Never Saw You On GG.
I Finally Remember Why Your Username Was So Familiar! ZZ!
Why do you have an IP logger in your signature?
To the contrary, the flash games do not have access to the cookies. An HTTPOnly cookie means it can only be read by the browser during HTTP requests only, not anything within the browser (including JavaScript and flash). The flash game sends the request to the server, during which the browser sends the session cookie (as it's an HTTP request), and the server sends the response after validating the session. There is nothing a phisher can do in-browser to figure out the session cookie value. The phisher can send as many page requests as he wants, which will also send the session, but the neither JavaScript nor the flash games themselves are able to read the cookies - merely interpret the response. Since the response won't include the cookie value, there is no method of reading it. I could write an analogy for you, but I assume you understand that.

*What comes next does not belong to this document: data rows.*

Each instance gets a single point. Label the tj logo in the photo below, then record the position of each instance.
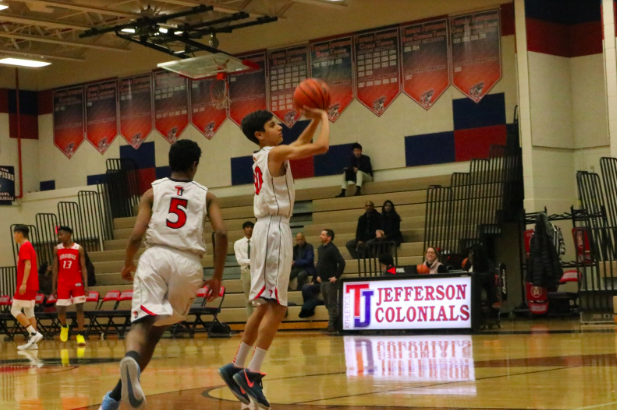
(361, 294)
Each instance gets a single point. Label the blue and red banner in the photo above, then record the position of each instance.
(378, 77)
(136, 110)
(206, 116)
(102, 114)
(247, 90)
(69, 121)
(286, 69)
(476, 52)
(332, 62)
(171, 105)
(426, 74)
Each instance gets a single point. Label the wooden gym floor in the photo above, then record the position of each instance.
(537, 365)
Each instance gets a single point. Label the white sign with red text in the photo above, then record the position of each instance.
(438, 303)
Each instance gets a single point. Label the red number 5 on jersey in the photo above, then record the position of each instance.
(178, 207)
(258, 179)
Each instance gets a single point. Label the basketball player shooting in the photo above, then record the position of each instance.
(271, 253)
(171, 217)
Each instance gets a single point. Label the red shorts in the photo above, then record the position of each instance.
(70, 293)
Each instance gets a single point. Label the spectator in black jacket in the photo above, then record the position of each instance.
(366, 232)
(359, 171)
(303, 264)
(330, 267)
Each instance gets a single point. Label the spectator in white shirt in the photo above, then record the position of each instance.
(242, 249)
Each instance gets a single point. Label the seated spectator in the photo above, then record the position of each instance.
(390, 226)
(303, 264)
(359, 171)
(432, 263)
(366, 231)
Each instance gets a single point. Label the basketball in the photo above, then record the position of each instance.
(312, 93)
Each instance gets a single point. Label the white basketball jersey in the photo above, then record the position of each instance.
(178, 214)
(273, 195)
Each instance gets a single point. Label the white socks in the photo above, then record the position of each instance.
(241, 355)
(257, 360)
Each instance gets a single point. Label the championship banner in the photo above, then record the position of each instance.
(206, 115)
(425, 56)
(7, 185)
(102, 114)
(331, 61)
(69, 119)
(171, 112)
(286, 69)
(136, 109)
(247, 90)
(378, 77)
(476, 52)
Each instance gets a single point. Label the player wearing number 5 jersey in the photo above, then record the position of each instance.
(171, 217)
(271, 250)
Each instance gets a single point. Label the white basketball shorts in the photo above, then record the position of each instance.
(271, 258)
(166, 283)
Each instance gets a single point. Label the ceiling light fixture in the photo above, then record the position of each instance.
(22, 62)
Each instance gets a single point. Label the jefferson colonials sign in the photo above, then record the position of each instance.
(440, 303)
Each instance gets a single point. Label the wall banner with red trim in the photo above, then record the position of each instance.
(205, 115)
(332, 62)
(476, 52)
(102, 114)
(426, 73)
(136, 110)
(171, 112)
(247, 90)
(378, 77)
(69, 119)
(286, 69)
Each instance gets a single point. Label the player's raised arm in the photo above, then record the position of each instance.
(220, 244)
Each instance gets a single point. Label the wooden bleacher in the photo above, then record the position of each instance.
(339, 214)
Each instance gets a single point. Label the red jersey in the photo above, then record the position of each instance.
(27, 253)
(69, 266)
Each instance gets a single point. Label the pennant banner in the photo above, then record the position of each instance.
(286, 69)
(247, 90)
(476, 52)
(171, 113)
(69, 119)
(102, 114)
(205, 115)
(425, 55)
(136, 109)
(331, 61)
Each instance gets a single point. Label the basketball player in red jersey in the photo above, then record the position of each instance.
(27, 287)
(70, 281)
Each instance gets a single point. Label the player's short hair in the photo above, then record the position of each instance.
(329, 233)
(183, 154)
(23, 229)
(254, 122)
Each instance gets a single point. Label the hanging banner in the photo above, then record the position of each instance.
(69, 119)
(378, 76)
(331, 61)
(171, 112)
(7, 185)
(425, 56)
(476, 52)
(102, 114)
(136, 109)
(247, 90)
(206, 114)
(286, 69)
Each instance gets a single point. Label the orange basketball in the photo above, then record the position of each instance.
(422, 269)
(312, 93)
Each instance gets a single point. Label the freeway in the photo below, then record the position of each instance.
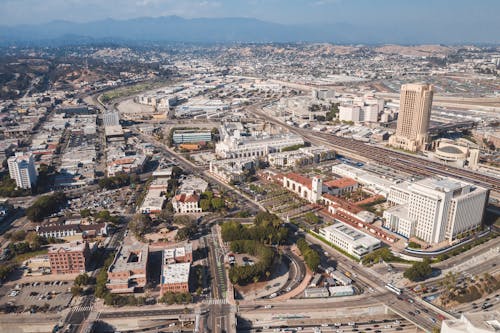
(218, 315)
(144, 313)
(185, 164)
(401, 161)
(397, 304)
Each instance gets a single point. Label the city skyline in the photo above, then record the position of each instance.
(352, 21)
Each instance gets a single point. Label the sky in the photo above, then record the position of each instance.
(476, 14)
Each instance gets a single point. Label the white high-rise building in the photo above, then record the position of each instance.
(22, 169)
(435, 209)
(413, 118)
(349, 113)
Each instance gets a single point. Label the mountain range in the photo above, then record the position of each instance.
(224, 30)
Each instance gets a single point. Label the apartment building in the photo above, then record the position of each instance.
(413, 118)
(69, 258)
(349, 239)
(22, 170)
(435, 209)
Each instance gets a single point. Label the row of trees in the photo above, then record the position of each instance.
(209, 203)
(245, 274)
(382, 254)
(311, 256)
(46, 206)
(267, 228)
(176, 298)
(118, 181)
(103, 215)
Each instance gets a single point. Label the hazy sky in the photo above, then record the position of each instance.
(476, 14)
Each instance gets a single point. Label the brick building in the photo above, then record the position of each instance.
(69, 258)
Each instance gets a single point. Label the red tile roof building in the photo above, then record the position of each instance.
(69, 258)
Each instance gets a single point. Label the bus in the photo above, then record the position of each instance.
(394, 289)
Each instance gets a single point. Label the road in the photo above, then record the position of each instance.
(403, 308)
(185, 164)
(400, 161)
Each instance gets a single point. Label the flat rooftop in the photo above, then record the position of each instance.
(176, 273)
(131, 256)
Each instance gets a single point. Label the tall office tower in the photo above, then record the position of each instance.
(22, 169)
(413, 119)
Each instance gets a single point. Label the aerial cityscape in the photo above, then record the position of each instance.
(249, 166)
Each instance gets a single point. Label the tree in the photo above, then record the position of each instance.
(82, 280)
(140, 225)
(76, 290)
(85, 213)
(419, 271)
(45, 206)
(311, 218)
(34, 240)
(205, 205)
(18, 235)
(217, 203)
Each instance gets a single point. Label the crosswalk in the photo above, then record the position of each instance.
(213, 301)
(82, 308)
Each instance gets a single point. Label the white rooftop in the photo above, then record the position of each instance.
(176, 273)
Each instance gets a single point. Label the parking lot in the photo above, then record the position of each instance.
(117, 201)
(37, 296)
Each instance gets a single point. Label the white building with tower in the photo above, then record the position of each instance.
(310, 189)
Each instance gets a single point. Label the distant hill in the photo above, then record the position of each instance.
(213, 30)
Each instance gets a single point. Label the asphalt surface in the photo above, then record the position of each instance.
(401, 161)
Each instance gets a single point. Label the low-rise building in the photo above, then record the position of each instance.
(310, 189)
(22, 170)
(341, 278)
(456, 153)
(175, 278)
(232, 170)
(128, 272)
(339, 291)
(178, 254)
(187, 197)
(435, 209)
(186, 203)
(72, 229)
(191, 136)
(69, 258)
(316, 292)
(155, 198)
(300, 157)
(477, 322)
(341, 186)
(349, 239)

I hadn't read the topic, hence any repeats. But I never made any false statements - document.cookie contains no login information, session information, or anything of the sort that can be used to scam or phish an account. What was it I said that was incorrect?
Good for you. Just informing you that your random acts of trying to look smart aren't doing you justice and that you should rather leave them to situations that warrant them, instead of trying to 'correct' someone who was already right in a topic about which they know more than you.
Cute, homes. But I think you should probably be aware that I've been programming websites (including website security) for going on 8 years now. I know well how clients and servers communicate, so you're really trying to show off to the wrong person.